La pandémie du Covid-19 est devenue une « pandémie médiatique », pour reprendre le titre du livre de Stéphane Fouks (2). « La crise du Covid est une crise médiatique, aux deux sens de l’adjectif. Elle a pris forme dans les médias, et elle reflète une crise des médias et de la communication. Avec le virus, c’est la forme communicationnelle du monde qui se manifeste à nous, et, ce faisant, la nécessité pour nos dirigeants d’en maîtriser la nouveauté, si nous ne voulons pas voir sombrer la démocratie », explique l'auteur en introduction.
Cette pandémie médiatique révèle également que les médias, les réseaux sociaux, les pouvoirs publics utilisent les mêmes ressorts pour communiquer et, surtout, attirer l’attention du public. Dans son livre Apocalypse cognitive, Gérald Bronner, professeur de sociologie à l’université de Paris, détaille les différents mécanismes en jeu. En résumant le propos de façon succincte, la peur est l’une des émotions à laquelle notre cerveau réagit le plus : les informations qui évoquent ce sentiment ont toutes les chances d’attirer notre attention, même si elles ne reflètent pas la réalité, parce qu’il vaut mieux pour la survie être trop vigilant que pas assez. La peur est devenue « un vecteur d’intérêt très important de l’ensemble des écosystèmes médiatiques […]. Le problème, c’est que les médias traditionnels sont en train d’agir et de se comporter comme les médias sociaux le font », selon Jean-François Dumas, président de l’agence Influence Communication, cité par Gérald Bronner (3). Et il semblerait que la crise sanitaire doublée de la crise de la communication ait amplifié l’utilisation de ce ressort. En effet, les difficultés de la communication politique face à la défiance des citoyens encouragent l’exécutif à privilégier la stratégie de la peur. Stratégie également utilisée par les chaînes télévisées d’information continue pour faire de l’audimat, mais aussi par les réseaux sociaux et les plateformes des antivax et des complotistes (Odysee, par exemple). La peur contre la peur.
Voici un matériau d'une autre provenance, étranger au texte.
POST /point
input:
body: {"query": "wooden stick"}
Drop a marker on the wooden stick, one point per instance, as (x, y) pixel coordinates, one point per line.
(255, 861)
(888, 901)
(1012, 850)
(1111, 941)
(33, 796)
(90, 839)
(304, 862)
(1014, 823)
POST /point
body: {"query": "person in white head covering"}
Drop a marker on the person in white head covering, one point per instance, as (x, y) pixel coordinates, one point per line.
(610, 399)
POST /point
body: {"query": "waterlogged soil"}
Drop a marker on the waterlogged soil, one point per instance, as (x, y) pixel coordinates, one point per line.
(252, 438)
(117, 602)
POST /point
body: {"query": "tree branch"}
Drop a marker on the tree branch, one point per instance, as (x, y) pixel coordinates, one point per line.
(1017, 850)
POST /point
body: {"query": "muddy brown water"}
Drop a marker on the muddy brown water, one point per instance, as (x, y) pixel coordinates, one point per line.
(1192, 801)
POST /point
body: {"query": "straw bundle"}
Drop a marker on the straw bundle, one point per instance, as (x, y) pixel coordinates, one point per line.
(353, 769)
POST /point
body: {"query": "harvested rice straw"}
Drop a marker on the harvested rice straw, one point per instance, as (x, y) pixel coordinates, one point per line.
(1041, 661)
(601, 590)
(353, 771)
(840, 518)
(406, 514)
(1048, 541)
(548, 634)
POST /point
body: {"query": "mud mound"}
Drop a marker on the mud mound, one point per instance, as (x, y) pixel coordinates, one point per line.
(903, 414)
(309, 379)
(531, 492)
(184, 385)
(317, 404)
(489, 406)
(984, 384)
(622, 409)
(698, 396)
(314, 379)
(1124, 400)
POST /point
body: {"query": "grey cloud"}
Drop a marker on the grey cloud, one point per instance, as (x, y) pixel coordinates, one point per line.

Les professionnels de santé ont l’habitude de débattre entre eux sur des hypothèses de recherche. Ces échanges entre pairs, le temps de la recherche et du doute, sont indispensables à l’obtention des certitudes scientifiques et pour établir par la suite la communication à tenir auprès des patients et du grand public. La pandémie liée au Sars-CoV-2, à l’heure de l’instantanéité de l’information multicanale et mondiale, a fait voler en éclats tous les mécanismes de communication nécessaires à la résolution de la crise.
Quelle est alors la « bonne » communication, sachant qu’une mauvaise communication de crise ne doit pas générer une nouvelle crise ? Comment anticiper une communication de crise et s’appuyer efficacement sur les professionnels de santé, des relais indispensables ? Autant de questions auxquelles il faudra répondre afin d’éviter une crise sociale et démocratique.